Referencing her relocation from L.A. to Nashville, Meiko’s newest album is an eclectic collection of formerly rejected and unfinished songs held together by a mutual settled-ness. Released on June 24, not-so-coincidentally also her baby’s due date, it’s an album that introduces us to grown-up Meiko while reminding us why we loved that first album so much. She took some time from awaiting her baby’s arrival (late by two weeks at this point) to talk to us about going independent, virtual concerts and “resting bitch face” songs.
Paste: Moving Day is the first album you’ve self-released in almost 10 years, since your first album. What pushed you to the decision to go it alone again?

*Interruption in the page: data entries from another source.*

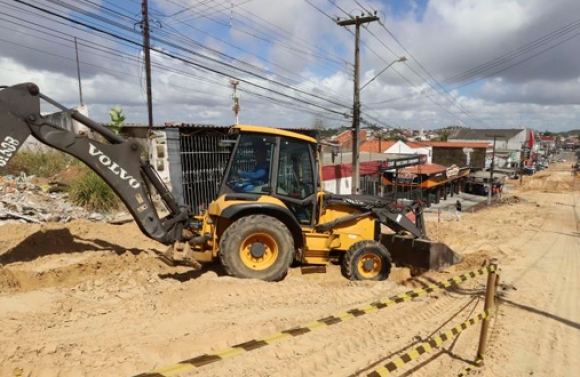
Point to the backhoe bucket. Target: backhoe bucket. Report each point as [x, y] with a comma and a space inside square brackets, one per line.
[419, 254]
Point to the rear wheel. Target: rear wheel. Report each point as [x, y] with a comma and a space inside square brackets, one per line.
[367, 260]
[257, 247]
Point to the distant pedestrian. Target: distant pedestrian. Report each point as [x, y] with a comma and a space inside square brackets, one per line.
[458, 210]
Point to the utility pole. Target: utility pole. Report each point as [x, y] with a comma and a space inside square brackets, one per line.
[491, 167]
[234, 83]
[147, 50]
[357, 21]
[79, 72]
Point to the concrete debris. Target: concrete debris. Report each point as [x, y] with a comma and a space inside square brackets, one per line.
[22, 201]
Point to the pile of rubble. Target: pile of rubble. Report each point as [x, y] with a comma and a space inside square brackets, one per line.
[27, 199]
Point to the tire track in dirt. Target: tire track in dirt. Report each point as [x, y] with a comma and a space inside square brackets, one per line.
[349, 346]
[542, 315]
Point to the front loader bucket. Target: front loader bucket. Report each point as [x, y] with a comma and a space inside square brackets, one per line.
[419, 254]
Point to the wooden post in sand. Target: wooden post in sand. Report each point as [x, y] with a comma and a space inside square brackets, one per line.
[488, 305]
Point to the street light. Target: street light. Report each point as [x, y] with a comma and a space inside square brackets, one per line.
[356, 119]
[400, 60]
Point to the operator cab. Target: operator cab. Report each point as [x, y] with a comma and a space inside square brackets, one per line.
[267, 161]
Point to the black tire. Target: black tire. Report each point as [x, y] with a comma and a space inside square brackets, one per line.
[367, 260]
[257, 247]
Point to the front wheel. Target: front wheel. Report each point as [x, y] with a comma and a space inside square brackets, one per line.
[257, 247]
[367, 260]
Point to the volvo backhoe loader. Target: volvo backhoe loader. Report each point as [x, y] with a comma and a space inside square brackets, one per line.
[270, 210]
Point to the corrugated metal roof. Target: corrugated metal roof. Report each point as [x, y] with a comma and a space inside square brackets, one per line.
[483, 134]
[457, 144]
[305, 131]
[424, 169]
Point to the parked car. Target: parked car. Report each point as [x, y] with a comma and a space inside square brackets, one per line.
[528, 170]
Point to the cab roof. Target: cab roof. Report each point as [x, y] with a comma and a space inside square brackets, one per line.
[274, 131]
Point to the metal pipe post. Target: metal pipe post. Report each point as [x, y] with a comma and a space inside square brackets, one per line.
[488, 306]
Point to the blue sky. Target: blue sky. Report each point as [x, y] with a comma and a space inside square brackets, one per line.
[481, 64]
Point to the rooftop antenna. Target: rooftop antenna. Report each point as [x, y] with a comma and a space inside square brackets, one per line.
[234, 83]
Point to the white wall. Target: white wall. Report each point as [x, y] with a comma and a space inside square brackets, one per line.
[400, 147]
[341, 186]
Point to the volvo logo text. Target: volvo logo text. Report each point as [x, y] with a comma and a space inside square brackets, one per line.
[113, 166]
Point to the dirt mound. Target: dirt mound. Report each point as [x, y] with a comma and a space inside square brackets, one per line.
[549, 183]
[24, 242]
[8, 281]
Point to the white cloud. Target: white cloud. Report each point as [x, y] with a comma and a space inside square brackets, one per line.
[302, 48]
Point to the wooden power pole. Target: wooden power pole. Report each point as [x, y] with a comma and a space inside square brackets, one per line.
[357, 21]
[147, 51]
[491, 167]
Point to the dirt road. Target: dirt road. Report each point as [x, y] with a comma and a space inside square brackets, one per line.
[91, 300]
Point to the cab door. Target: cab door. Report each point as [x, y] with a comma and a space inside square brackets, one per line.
[296, 179]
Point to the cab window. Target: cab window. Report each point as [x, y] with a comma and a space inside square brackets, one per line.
[295, 173]
[252, 164]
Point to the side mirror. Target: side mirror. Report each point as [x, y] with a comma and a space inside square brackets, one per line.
[226, 143]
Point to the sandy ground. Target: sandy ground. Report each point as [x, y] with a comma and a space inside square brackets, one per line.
[90, 299]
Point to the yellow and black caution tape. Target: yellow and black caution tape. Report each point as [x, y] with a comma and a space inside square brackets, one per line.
[425, 347]
[466, 371]
[199, 361]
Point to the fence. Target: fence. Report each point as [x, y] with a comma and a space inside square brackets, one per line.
[390, 366]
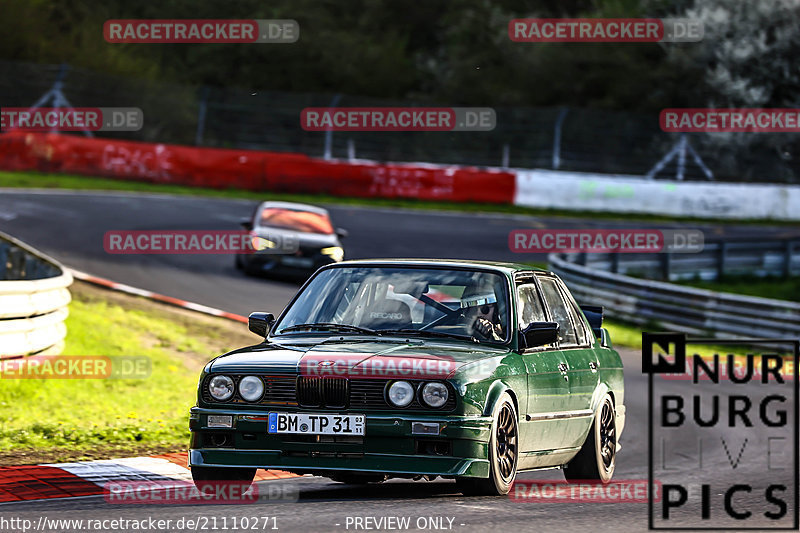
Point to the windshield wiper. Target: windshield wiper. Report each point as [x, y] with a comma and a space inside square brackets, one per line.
[429, 333]
[329, 326]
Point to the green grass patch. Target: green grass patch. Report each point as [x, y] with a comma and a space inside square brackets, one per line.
[84, 413]
[66, 181]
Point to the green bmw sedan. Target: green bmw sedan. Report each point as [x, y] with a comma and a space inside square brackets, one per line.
[467, 370]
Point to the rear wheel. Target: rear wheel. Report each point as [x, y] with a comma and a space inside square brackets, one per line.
[503, 453]
[597, 458]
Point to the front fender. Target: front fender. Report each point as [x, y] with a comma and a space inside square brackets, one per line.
[493, 395]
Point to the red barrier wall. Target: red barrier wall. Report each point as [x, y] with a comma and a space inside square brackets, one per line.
[252, 170]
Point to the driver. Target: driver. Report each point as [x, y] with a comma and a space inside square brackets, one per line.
[484, 317]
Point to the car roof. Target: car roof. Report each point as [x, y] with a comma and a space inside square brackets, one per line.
[505, 267]
[293, 205]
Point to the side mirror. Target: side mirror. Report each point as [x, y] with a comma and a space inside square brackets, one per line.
[540, 333]
[260, 323]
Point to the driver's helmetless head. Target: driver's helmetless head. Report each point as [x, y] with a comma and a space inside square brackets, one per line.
[482, 305]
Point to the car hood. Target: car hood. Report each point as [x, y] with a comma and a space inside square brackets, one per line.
[366, 359]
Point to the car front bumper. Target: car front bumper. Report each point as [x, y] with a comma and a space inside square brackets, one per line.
[388, 445]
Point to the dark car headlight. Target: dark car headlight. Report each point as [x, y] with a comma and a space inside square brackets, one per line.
[251, 388]
[434, 394]
[220, 388]
[401, 393]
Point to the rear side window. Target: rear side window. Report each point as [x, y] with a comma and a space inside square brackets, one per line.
[560, 311]
[530, 306]
[577, 320]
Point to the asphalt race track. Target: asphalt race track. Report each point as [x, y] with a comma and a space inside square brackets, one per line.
[70, 226]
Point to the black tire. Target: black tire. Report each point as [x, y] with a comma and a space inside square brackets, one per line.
[597, 459]
[210, 476]
[503, 453]
[357, 479]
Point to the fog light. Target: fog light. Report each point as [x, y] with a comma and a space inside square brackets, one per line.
[424, 428]
[220, 421]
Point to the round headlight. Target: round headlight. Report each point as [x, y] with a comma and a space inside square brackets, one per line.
[401, 393]
[221, 388]
[251, 388]
[434, 394]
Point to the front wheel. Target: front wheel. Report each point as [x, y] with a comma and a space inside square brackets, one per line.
[597, 458]
[503, 453]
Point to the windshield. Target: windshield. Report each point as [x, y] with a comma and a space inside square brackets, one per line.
[297, 220]
[423, 301]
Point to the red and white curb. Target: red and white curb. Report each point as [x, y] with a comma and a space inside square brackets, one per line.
[88, 478]
[121, 287]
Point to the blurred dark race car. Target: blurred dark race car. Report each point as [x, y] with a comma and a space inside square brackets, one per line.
[290, 240]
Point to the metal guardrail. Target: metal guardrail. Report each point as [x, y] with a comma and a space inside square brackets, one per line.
[780, 258]
[33, 300]
[662, 305]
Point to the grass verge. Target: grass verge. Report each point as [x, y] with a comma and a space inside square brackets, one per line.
[57, 419]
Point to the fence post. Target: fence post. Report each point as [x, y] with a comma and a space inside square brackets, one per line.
[722, 253]
[557, 138]
[665, 265]
[201, 117]
[329, 132]
[787, 258]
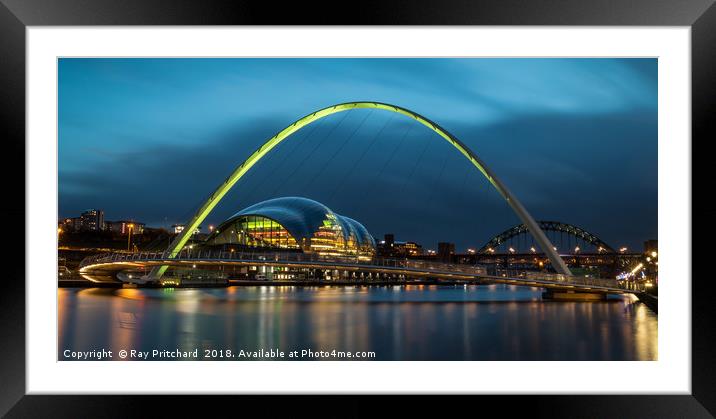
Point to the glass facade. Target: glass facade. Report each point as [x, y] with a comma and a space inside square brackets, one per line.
[295, 223]
[254, 231]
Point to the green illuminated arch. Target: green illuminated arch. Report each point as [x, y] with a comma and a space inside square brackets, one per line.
[179, 242]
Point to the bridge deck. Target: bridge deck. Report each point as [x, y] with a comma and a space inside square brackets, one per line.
[105, 267]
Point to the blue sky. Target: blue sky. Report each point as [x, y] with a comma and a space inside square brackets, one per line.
[575, 140]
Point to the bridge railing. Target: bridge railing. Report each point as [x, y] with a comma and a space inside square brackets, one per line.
[200, 255]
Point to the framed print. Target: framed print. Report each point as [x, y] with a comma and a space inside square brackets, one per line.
[486, 199]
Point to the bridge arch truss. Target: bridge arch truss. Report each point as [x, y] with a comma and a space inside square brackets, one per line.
[540, 238]
[547, 226]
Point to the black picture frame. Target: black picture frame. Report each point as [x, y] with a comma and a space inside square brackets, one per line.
[16, 15]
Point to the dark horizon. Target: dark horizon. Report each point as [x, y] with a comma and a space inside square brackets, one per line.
[574, 139]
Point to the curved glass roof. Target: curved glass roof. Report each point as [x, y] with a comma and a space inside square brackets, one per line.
[302, 217]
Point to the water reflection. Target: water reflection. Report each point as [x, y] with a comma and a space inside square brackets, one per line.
[398, 323]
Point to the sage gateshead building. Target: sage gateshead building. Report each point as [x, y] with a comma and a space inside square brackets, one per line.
[293, 224]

Meiko: I’ve been with record labels since the second record. I put The Bright Side and Dear You out with a label, and I just felt constrained. I felt like I was a little bit blocked in my creativity. All the decisions had to go through so many different people. Whether it was the songs I was choosing for the record, the artwork, the pictures I would use for press…Although it was kind of cool to have a team behind me, it also made me doubt my decisions that I would have made on my own otherwise. So by the end of the record cycle for Dear You, I really wanted to be independent again. I missed those days of the “wild, wild west” when it was just kind of up to me to make it happen, and I really enjoy being independent.
Paste: What was the process like going through Pledge Music and sharing things about the album as you went? I know you did a lot to keep people interested and you even sold one of your guitars to a fan. Would you do it again?
Meiko: It was cool! I mean it really was the only way that I could think of to be able to fund the record on my own, because it does cost money, and you can’t expect people to just work for free. So having Pledge, the whole premise is to pre-sell your record before it’s even made, and it’s cool to have a little bit of a fan base that believes in the music so much, and the future music and me that they were willing to take a chance on just buying a record before they even heard it…I think of it like a fan club, like you’re getting people to join a fan club, and you update them with crazy stories, studio stories and personal stories and people really feel like they’re part of the process.
Paste: Would you consider yourself to be pretty close with your fans?
Meiko: I think so. I think closer than a lot of other artists are. That’s mainly because I started off using MySpace and I realized you can have that kind of connection with your fans. That’s how I started building up my fan base. I took messages very seriously. I would come home from waitressing and I would look at my MySpace messages and I would write everybody back. I thought that was kind of normal and fun, but I realized a lot of my artist friends would have their managers do it, or they wouldn’t respond at all. The Internet is just such a cool thing to be a part of…as a fan you can have that reach to your favorite artist, and as an artist you can have the reach to your fans. It’s an honor to be able to do that. I really wish that when I was in middle school and high school that I was able to write to people that I loved, like Poe or The Cranberries, and to have gotten a response, that would have been so cool.
Paste: What is different about putting together an album on your own? I know you said earlier that part of it is more creative freedom, and you said you dealt with some doubt about your own decisions when you were with the label. Did you deal with personal doubts about what made it onto Moving Day?
Meiko: No, I didn’t, which was really cool. I had so much frustration with the last record specifically. I had time to really think about what I wanted to record. Some of the songs that I had already I had taken to my label and said, “this song is really personal to me, and I really want to record it.” And the people I was working with there would be like, “Eh, it’s not that good of a song. We’re not really that into it.” And I would think, “ooh, maybe it’s not that good of a song.” But I would put in the corner, and when it was time to start thinking about the new record, I had this group of songs I really believed in that no one else really did.
Paste: When you say you that you have these songs that have been pushed aside from past records, do you mean that they’re here on this record, or did they come out differently?
Meiko: Specifically the last song on this record, “Little Baby,” everyone that I played the song for was like “eh, it’s okay,” but it was such a personal song for me. I loved the song. I wrote it on one of the Hotel Café tours, and it really meant a lot to me. I poured my soul into this song and I would play it for the higher-ups, and I just got a blasé response. When it was time to pick the songs for this record, I thought, “I’m recording this song, dammit!” [The version on the record] is almost exactly like the demo I was showing people. I recorded it live with the piano player and that’s how we put it on the record. That’s exactly how I wanted to do it.